Tunisie : En attendant la Constituante 08.09.11

Publié le par printempsdespeuples44

Première véritable scrutin libre pour la Tunisie, l'élection de l'Assemblée constituante constitue un véritable tournant démocratique que tout un chacun a intérêt à ce qu'il soit une réussite.

 

Selon Kamel Jendoubi, le président de l’Instance supérieure indépendante des élections (ISIE), les premiers décomptes des instances régionales donnent 1636 listes électorales candidates pour les élections de la Constituante du 23 octobre prochain.

Pour l’étranger, 48 listes se sont présentées à Paris (circonscription Nord de France) et 27 listes se sont présentées à Marseille (circonscription Sud de la France). Le président de l’ISIE a ajouté que le nombre de candidats s’élève à plus de dix mille candidats, répartis égalitairement entre hommes et femmes, ce qui constitue un premier signal d’une floraison démocratique.

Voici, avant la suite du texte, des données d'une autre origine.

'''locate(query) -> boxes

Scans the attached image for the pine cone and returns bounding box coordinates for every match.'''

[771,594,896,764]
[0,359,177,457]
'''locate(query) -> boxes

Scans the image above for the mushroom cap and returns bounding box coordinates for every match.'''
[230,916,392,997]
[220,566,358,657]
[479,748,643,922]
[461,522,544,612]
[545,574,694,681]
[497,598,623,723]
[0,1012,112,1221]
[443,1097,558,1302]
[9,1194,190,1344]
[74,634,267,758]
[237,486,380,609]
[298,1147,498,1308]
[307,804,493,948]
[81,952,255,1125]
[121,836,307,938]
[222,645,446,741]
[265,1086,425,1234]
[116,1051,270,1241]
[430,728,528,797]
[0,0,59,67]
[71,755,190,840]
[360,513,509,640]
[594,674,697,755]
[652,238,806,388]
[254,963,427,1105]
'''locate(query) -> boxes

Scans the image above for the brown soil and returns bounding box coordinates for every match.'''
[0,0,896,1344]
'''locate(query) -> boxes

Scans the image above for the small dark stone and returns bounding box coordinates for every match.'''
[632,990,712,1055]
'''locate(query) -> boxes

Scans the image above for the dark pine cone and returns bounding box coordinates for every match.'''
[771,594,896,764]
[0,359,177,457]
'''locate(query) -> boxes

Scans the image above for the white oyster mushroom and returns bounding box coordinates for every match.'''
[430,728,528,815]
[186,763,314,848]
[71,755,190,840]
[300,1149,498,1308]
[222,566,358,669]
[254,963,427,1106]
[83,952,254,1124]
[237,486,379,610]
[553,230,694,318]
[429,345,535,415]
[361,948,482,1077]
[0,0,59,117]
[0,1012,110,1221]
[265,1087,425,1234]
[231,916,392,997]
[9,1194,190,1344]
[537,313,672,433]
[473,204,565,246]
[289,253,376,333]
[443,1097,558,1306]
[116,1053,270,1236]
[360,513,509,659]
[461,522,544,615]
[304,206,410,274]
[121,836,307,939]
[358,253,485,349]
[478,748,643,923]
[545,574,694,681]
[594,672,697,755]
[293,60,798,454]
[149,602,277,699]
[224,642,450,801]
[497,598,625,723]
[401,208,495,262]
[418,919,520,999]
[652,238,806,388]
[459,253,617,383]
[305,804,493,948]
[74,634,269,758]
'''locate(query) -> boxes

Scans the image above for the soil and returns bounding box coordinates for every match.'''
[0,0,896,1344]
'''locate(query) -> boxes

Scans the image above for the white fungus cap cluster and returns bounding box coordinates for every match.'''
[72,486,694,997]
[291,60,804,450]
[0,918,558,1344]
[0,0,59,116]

Les premières observations montrent qu’au moins quatre partis disposent de candidats dans toutes les circonscriptions. Il s’agit du Parti démocratique progressiste (PDP), d’Ennahdha, du Pôle démocratique moderniste et du Forum démocratique pour le travail et les libertés (FDTL). 

C’est dire que les anciens opposants de Ben Ali sont bien implantés. Autre fait notable, des dizaines de partis n’ont pas présenté de listes alors que les listes indépendantes constituent près de 40 % des listes candidates.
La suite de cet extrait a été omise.